# Who is a user of codewarrior?



## tagliatelle (Feb 8, 2002)

sorry, me
If you are a user you can say it here.


----------



## ThinkingDiff (Feb 11, 2002)

I tried it on OS9 but that PowerPlant stuff was just tooo complicated..   I don't know why anybody would want to use it  to develop OSX apps.  Project Builder is way kewl.


----------



## Untitled (Feb 16, 2002)

Well, let's see, I am currently learning the Collage Boards version of Computer Science 1. The current curriculum is C++. 
As such, I would recommend the Student edition of Code Warrior as this programming environment seems to be what the Collage board want and it works better than M$ visual C++ however my source code can easily be transported between each of these programming environments.
Code Warrior is also easier to get started with as you just select what type of "Hello World This Is Code Warrior!" program you want and away you go. 
*IF YOU* are not a beginner programmer, Or you feel you can get started with a "rough" start, go ahead and DL Project Builder. It's free, has good functionality, has some good examples, and it's from apple who obviously know something about how OSX works.


----------



## martinatkinson (Feb 18, 2002)

Hello!

I bought the learning edition of CodeWarrior before OS X came out and started developing Java applications.  When OS X and the developer tools came out I pretty much threw out my copy of CodeWarrior in exchange for the developer tools.  Yes, I bet CodeWarrior is more powerfull in some ways then the developer tools but it is also more complicated and I do not really have the time to learn that many languages.  Plus, the developer tools are free!  Can't beat that!  

Have a great day!

Albert


----------



## theed (Feb 21, 2002)

I have an old version of CW that I use for java applets.  The graphical style and event handling code that is generated for you ... kicks major booty.  As for OS X apps, I really like project builder.  If I was doing ansi C++ again, I'd use codewarrior, because metrowerks compiler is so much nicer about errors than gcc.  Codewarrior taught me how to program in C.  gcc only ever abused me and made me want to cry.
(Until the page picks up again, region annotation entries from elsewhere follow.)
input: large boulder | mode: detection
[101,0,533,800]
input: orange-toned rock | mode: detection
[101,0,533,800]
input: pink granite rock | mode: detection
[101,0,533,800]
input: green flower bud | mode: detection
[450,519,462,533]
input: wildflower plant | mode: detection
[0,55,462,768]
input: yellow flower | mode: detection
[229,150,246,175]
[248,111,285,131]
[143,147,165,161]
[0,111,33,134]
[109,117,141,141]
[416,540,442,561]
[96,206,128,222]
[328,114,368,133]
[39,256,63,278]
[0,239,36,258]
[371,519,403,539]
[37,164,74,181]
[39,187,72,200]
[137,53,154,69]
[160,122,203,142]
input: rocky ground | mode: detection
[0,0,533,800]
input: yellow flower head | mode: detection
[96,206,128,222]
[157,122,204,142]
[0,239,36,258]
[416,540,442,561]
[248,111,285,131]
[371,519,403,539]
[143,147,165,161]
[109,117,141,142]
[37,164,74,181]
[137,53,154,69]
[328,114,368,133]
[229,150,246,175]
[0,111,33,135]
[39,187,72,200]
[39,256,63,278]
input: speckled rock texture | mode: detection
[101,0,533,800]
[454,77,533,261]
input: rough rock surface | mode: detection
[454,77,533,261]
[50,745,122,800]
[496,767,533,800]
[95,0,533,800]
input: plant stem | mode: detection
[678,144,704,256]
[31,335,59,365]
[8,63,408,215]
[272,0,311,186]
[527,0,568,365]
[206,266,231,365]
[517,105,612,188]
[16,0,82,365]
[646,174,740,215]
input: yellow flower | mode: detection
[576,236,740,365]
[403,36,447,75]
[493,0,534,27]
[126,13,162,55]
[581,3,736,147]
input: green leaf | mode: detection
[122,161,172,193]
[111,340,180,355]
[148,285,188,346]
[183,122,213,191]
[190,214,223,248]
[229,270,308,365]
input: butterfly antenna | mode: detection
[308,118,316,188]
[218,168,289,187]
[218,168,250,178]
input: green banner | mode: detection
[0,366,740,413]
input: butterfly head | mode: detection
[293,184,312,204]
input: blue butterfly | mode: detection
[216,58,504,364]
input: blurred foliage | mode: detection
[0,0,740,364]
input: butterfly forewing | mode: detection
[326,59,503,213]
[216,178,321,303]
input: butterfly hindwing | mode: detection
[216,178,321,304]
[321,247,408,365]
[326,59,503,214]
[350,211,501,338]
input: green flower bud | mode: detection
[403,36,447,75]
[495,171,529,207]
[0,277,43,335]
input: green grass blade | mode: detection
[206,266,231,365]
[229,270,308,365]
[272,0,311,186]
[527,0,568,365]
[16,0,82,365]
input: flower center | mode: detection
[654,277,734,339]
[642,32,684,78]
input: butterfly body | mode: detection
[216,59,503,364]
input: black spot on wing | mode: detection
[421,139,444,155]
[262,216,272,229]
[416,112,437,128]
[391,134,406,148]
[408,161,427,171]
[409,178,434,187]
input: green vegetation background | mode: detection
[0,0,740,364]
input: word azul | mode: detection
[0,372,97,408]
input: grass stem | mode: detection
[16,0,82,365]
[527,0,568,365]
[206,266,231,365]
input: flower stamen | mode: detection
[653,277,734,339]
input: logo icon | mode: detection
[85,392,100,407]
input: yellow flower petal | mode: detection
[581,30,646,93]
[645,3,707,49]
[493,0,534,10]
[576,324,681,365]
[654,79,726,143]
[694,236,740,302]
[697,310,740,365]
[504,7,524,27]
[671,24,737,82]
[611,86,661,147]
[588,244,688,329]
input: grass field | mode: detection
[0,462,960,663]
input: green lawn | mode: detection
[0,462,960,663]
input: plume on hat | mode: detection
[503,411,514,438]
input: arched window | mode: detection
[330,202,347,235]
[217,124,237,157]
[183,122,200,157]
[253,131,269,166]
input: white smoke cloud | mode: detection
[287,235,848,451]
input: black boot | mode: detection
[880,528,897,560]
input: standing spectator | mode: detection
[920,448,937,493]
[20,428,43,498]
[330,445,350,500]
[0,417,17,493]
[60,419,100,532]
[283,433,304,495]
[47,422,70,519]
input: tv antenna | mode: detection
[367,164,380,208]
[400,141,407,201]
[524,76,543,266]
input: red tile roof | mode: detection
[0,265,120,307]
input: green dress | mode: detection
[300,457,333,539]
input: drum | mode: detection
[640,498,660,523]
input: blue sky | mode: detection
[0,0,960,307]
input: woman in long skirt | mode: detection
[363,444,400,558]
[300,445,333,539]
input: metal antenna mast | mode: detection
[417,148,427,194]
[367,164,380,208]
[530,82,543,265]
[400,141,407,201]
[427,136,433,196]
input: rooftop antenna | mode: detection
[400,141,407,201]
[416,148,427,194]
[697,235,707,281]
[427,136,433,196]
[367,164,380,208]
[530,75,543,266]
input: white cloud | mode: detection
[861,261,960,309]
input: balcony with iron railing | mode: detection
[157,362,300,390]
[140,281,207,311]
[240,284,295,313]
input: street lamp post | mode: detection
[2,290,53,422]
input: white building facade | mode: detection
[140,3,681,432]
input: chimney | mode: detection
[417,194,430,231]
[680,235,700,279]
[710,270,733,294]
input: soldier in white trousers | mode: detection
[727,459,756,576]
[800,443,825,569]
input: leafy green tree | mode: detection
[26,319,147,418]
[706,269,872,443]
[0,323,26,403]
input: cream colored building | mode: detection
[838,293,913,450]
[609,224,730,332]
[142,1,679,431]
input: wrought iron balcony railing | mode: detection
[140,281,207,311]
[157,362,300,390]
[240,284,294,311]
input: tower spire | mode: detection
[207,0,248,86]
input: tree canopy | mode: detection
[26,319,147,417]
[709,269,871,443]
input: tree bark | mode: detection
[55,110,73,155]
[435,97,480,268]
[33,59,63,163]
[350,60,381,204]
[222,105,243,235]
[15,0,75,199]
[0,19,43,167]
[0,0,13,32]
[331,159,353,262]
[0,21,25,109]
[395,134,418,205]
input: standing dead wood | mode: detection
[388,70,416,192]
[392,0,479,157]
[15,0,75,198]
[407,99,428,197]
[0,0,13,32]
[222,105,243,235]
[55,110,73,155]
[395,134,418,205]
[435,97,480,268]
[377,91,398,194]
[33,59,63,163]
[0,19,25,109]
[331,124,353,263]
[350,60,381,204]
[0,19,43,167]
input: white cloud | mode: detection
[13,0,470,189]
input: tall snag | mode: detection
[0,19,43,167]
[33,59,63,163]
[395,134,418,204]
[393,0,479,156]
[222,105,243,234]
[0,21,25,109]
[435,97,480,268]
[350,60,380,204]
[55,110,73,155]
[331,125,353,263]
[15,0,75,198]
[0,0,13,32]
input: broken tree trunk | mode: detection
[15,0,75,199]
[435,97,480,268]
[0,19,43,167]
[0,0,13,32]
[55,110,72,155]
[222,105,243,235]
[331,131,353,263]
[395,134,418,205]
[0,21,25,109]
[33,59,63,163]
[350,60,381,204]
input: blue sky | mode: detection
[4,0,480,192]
Anyway, I love java, and I do coco-java in Project Builder, and port to web executable applets with CodeWarrior.  If I had paid more than educational price for codewarrior though, well, I probably wouldn't have ever used it.  It's great.


----------



## Krevinek (Feb 21, 2002)

Would you believe this? I use Codewarrior Pro *5* for my Carbon development, and it works.

That nifty little pre-release MSL works just fine, and with the Carbon SDK from Apple, I can take code I wrote in Project Builder and NIB files from Interface Builder and build an OS 9 Package (which works under OS X just fine BTW) of the app with the NIB file that runs the way I would expect.

The graphical quality between a UI generated under OS 9 and OS X is a little different. East/West tab groups don't work right for me under OS 9, and if I sized my tab groups to the size of my window, I would get these odd-looking bevel borders from the tab group right next to the beveled window border. Really odd looking, but I can fix that with a boot into OS X.

Anyways, for OS X-only builds I use Project Builder, which is pretty good for a guy like me who is used to gcc from dual-booting Yellow Dog a couple years back. For the OS 9/X builds I use Codewarrior under OS 9 or Classic, and wind up saving quite a bit of space on the CFM app. My average Mach-O Carbon build for handling just UI is 500+K as Mach-O from PB, but CW will produce a 12K CFM app with the same links.

Does anyone know if CW produces slimmer Mach-O builds than PB as well?


----------